Reginald Johnson lost his son Samuel at age 21 when he was shot in front of their home on his way to the gym.
“He wasn’t gone more than 20 minutes until someone knocked on the door and said, ‘Sam laying in the street,’” Johnson said.
His son’s memory haunts him; he stopped working to focus on a new cause.
"The gun violence in the city of Memphis is out of hand," he said.
Like Johnson, Jeff Droke also focuses on a traumatic experience: being attacked outside his own home with his 11-year-old daughter inside.
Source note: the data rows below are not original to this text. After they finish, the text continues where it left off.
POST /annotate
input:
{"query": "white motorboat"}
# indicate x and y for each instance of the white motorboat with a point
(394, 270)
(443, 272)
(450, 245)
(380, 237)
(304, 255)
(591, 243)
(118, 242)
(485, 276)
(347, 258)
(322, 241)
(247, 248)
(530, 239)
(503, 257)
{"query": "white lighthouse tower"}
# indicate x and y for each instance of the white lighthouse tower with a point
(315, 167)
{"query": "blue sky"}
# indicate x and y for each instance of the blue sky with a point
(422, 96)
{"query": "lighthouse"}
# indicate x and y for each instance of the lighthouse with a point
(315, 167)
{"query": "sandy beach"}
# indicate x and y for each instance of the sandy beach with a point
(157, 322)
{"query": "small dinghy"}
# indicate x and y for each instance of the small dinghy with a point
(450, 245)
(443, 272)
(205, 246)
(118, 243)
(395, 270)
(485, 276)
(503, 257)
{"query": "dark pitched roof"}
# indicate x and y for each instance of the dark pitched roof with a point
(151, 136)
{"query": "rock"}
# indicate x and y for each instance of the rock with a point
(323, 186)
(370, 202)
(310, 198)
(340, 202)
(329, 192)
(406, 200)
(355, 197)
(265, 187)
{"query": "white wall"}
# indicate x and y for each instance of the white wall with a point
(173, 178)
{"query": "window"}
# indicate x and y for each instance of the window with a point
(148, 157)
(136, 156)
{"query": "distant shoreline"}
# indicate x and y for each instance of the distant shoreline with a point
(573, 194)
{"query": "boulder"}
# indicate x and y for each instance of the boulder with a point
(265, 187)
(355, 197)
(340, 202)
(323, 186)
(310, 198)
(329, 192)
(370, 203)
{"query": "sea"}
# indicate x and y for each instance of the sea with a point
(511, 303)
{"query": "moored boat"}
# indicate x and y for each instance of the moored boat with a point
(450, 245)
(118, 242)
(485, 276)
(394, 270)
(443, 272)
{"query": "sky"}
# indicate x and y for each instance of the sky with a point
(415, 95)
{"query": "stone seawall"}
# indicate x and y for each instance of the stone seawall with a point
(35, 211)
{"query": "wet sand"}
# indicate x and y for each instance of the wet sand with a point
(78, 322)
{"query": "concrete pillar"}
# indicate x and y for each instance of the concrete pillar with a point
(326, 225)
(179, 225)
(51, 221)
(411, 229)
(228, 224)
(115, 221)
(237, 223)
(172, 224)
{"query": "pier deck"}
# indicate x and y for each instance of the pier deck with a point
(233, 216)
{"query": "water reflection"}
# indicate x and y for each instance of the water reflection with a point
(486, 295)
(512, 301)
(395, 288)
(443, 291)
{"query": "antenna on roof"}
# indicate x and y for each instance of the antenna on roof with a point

“I didn’t expect to get up that morning and have some assassin at my door," Droke said. “I lunged at him and grabbed him by the throat and he shot me here and here,” he said, gesturing to his neck and head.
But for Jeff, one thing helped save him.
“I got my Beretta 9mm,” he said. “I think the gun was instrumental in saving my life and whatever mayhem he could have done with my daughter.”
Both fathers live in Memphis. They don’t know each other. WREG brought them together for a conversation — one that most Americans won’t have face-to-face.
They were a lot more civil than you might expect. When they didn’t agree, they moved on to what they could agree on and found common ground.
Watch the video to hear what they discussed.
In the end, Johnson and Droke didn’t fight over things they disagreed on like more gun laws, background checks and raising age requirements.
Instead, they focused on agreeing on tactics like stricter sentencing for first-time offenders, enforcing the full length of a criminal sentence and getting federal prosecutors to pick up more gun cases.
"We have a lot in common. We thinking a lot alike because these guns aren’t getting in criminals’ hands by accident," Johnson said.
They provided hope that with compassion and talking face-to-face, we can all reach an understanding.
Johnson and Droke also agreed they have doubts about whether they can make an impact.
But they said all they can do is try.
If you or someone you know is interested in attending the Shelby County gunshot survivors' group, they meet at noon on the first and third Thursday of each month at Shelby County Crime Services, 1750 Madison Avenue.